La Secretaria General de APROSLAR, Claudia Contreras, dialogó con MEDIOS RIOJA y manifestó su profunda preocupación tras la reciente reunión mantenida con el Ministro de Salud provincial, representantes de FESPROSA y la CTA. El foco del conflicto se centra en la pérdida crítica de recursos humanos que afecta al sistema sanitario riojano. Según cifras gremiales, la sangría de profesionales no se detiene: el año pasado emigraron 60 médicos y, en lo que va de este año, ya se contabilizan 16 bajas adicionales, dejando a los hospitales en una situación de vulnerabilidad extrema.
La dirigencia gremial subrayó que el problema no es solo cuantitativo, sino anímico y estructural. Los profesionales que aún sostienen el sistema denuncian un agotamiento acumulado y una falta de incentivos ante salarios que consideran por debajo de la línea de dignidad. «Los que quedan, y hay que decirlo, están cansados, agobiados, desanimados, con salarios bajos», afirmó Contreras, haciendo especial énfasis en la precariedad de aquellos trabajadores que desempeñan tareas críticas bajo condiciones contractuales inestables.
Un punto de fuerte tensión durante el encuentro fue la brecha entre la planificación oficial y la realidad operativa. Si bien el Ministerio presentó sus lineamientos estratégicos, desde APROSLAR cuestionaron la factibilidad de los mismos sin una inversión genuina en el personal. «El ministro habló de su plan de salud, que está muy bueno, pero ¿dónde están los recursos humanos que lo lleven a cabo?», cuestionó la secretaria, resaltando que la política sanitaria debe priorizar la jerarquización del trabajador para ser efectiva.
La situación económica de los especialistas fue otro eje central, comparando el costo de vida con la inversión que requiere la formación médica continua.
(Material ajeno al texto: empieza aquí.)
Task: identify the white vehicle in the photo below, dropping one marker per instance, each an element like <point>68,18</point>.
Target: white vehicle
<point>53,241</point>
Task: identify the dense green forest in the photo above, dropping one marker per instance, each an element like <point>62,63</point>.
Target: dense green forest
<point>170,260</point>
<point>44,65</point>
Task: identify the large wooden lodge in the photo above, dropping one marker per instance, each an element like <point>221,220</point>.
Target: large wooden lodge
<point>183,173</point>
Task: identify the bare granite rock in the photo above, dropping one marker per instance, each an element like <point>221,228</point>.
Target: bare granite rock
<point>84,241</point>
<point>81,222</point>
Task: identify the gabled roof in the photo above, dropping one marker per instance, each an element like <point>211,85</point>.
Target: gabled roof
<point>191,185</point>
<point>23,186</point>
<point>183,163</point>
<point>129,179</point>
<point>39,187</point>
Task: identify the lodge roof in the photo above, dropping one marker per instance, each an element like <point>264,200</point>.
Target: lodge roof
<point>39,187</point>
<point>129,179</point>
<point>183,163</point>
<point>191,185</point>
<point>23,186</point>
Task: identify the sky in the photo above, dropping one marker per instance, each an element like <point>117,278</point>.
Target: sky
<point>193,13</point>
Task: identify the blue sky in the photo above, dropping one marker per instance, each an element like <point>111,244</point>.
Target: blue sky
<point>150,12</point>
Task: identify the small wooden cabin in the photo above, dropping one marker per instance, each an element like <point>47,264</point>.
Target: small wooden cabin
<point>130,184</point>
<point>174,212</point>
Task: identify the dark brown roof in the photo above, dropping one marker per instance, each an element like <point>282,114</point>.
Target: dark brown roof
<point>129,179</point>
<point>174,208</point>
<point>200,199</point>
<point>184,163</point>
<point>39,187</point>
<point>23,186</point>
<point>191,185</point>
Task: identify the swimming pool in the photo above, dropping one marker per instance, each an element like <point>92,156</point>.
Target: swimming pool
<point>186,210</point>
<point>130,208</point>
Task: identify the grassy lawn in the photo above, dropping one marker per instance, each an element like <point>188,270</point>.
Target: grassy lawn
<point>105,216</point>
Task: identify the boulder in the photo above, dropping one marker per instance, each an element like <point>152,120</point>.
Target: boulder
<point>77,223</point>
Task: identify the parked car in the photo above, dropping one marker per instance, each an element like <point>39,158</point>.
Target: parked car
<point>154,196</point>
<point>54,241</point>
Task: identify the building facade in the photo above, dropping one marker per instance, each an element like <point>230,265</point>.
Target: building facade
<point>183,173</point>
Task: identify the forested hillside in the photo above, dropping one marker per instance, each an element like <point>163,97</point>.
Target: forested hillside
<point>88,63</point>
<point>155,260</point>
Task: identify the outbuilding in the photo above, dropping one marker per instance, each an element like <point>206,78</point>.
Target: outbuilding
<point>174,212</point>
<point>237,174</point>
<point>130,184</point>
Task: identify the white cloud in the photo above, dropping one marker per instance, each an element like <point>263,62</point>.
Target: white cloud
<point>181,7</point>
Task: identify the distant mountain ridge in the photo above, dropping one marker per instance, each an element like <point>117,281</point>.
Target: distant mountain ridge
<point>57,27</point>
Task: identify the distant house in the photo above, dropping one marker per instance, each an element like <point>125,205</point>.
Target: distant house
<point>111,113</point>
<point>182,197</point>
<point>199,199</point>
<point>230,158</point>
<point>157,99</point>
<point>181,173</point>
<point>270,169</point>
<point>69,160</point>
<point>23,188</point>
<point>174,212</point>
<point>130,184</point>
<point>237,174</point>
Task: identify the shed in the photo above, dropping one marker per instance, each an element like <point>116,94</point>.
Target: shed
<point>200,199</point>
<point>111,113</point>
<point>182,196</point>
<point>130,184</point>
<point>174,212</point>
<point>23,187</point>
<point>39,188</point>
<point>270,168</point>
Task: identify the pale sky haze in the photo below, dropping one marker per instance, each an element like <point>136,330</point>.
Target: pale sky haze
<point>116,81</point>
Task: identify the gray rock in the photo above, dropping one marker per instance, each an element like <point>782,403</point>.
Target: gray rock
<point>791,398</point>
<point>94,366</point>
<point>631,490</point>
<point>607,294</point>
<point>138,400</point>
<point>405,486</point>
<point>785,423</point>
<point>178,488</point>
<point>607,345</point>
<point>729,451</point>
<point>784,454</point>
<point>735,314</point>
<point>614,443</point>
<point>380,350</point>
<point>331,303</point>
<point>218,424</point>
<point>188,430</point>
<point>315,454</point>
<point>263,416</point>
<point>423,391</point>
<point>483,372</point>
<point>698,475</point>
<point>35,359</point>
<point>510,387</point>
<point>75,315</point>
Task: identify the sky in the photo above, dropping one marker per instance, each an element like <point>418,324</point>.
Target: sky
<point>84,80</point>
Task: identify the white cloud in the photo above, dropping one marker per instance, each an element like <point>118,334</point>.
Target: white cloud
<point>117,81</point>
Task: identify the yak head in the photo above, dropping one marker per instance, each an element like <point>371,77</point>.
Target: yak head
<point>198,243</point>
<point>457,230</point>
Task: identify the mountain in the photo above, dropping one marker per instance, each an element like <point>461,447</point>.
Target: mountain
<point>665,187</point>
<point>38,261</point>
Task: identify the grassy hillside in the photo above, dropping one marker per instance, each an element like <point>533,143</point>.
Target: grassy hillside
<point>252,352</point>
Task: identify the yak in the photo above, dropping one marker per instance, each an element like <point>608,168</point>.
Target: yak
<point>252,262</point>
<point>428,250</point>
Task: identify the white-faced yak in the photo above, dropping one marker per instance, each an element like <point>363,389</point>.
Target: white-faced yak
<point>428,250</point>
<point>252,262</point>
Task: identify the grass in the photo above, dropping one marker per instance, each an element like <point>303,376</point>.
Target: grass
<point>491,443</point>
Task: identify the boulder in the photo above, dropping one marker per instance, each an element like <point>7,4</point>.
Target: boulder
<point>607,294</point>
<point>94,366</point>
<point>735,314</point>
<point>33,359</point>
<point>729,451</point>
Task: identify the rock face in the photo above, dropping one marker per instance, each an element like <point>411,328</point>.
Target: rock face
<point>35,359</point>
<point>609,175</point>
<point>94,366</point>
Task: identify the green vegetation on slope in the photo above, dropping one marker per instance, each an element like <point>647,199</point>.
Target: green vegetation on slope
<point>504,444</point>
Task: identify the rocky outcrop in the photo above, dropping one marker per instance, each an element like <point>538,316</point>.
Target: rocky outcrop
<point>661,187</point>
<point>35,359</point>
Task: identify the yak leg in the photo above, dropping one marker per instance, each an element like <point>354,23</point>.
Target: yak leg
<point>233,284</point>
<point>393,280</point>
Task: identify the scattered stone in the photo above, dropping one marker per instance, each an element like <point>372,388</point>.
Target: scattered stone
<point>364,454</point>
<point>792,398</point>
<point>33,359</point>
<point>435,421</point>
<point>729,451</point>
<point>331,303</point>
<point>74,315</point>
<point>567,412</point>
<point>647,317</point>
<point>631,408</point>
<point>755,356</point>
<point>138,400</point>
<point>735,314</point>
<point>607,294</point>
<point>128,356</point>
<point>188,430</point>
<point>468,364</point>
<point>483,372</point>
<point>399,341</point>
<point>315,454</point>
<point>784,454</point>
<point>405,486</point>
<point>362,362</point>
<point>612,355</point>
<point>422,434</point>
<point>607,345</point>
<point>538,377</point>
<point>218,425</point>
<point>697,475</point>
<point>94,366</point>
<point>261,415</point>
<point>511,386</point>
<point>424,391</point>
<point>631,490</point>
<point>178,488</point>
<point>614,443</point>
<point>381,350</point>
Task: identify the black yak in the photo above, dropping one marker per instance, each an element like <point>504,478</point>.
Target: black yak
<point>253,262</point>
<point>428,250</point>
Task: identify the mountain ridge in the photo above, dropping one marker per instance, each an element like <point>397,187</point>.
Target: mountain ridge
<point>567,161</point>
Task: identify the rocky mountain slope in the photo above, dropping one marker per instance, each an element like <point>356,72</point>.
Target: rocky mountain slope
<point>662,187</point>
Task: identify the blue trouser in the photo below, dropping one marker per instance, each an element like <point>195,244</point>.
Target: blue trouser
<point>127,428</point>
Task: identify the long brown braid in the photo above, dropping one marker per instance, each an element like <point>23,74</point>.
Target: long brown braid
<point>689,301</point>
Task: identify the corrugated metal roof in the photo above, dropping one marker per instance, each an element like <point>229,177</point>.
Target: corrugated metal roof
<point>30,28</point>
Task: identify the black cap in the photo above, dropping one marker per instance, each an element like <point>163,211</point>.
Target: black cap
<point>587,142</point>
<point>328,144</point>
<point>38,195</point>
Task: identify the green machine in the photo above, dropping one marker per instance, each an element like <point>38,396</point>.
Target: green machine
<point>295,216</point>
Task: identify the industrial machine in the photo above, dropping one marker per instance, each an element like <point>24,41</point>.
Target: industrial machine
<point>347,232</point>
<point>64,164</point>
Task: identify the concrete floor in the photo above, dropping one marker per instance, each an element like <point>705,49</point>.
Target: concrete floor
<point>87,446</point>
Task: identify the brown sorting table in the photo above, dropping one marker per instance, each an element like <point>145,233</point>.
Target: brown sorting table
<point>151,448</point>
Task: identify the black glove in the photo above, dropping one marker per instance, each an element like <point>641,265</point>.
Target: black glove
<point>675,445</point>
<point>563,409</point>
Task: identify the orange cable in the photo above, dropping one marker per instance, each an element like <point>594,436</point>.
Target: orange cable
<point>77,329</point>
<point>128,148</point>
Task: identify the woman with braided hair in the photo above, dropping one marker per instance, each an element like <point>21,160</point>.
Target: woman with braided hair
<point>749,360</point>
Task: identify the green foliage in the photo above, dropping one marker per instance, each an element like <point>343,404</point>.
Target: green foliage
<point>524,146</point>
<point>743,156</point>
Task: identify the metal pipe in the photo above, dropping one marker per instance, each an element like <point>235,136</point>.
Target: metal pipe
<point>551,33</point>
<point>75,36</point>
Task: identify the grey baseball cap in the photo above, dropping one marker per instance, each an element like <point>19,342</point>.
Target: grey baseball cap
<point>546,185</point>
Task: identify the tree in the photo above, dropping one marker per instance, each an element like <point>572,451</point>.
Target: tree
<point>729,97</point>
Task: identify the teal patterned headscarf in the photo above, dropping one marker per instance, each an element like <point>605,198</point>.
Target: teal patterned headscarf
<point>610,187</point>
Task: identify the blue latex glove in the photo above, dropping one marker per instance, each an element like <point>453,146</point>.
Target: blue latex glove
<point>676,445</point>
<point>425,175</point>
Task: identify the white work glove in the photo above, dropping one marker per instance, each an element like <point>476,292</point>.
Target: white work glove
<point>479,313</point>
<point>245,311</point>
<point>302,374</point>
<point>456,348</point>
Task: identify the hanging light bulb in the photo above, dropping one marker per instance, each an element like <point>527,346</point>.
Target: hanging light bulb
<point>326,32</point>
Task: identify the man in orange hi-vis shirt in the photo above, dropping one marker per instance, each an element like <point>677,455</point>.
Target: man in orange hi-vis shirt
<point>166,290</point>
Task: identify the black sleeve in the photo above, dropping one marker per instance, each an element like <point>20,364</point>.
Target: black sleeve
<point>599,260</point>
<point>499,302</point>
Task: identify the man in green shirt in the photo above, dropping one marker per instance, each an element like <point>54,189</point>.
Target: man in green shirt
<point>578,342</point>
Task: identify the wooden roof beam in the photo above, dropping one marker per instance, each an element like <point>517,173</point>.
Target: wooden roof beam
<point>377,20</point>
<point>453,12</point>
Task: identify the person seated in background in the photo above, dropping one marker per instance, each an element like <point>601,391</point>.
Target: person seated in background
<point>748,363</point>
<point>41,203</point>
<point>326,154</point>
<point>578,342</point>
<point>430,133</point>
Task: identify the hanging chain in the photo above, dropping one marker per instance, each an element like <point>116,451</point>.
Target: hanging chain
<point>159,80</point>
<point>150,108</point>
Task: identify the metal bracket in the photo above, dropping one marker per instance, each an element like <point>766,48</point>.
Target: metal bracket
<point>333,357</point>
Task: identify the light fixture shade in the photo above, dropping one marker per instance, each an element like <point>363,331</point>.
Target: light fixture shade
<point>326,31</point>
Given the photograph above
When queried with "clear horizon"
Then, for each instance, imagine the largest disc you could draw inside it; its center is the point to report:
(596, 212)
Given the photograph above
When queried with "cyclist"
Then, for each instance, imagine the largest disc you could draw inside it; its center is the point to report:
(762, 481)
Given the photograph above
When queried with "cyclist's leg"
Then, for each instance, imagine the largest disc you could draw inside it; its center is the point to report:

Fernanda Boriotti, presidenta de FESPROSA, señaló que la canasta básica para un profesional de la salud debería alcanzar los 2,8 millones de pesos. Contreras ejemplificó esta desproporción con los costos de formación: «Una kinesióloga de UTI, contratada, hace una especialización en terapia intensiva y son 300 mil pesos por mes», graficando que el salario actual ni siquiera cubre la capacitación necesaria para salvar vidas.
El panorama se agrava por el contexto nacional, marcado por el fin del Plan Remediar y la deuda del Gobierno Nacional con la provincia, factores que tensionan aún más la red de asistencia pública. A pesar de que este fenómeno de migración profesional se repite en otras provincias e incluso hacia países vecinos como Chile, el gremio lamentó la falta de respuestas locales concretas. El «éxodo riojano» se percibe así como un síntoma de una crisis federal que golpea con fuerza en el interior del país.
Finalmente, la reunión concluyó sin anuncios significativos en materia de pases a planta permanente o recomposición salarial, lo que dejó un sabor amargo en la representación sindical. «Lamentablemente nos hemos ido con las manos vacías; respecto a lo salarial y pase a planta, nos fuimos con las manos vacías por toda la deuda que tiene la Nación con la Provincia», sentenció Contreras. Ante la falta de acuerdos, el sistema de salud permanece en estado de alerta, aguardando soluciones que frenen la salida de especialistas.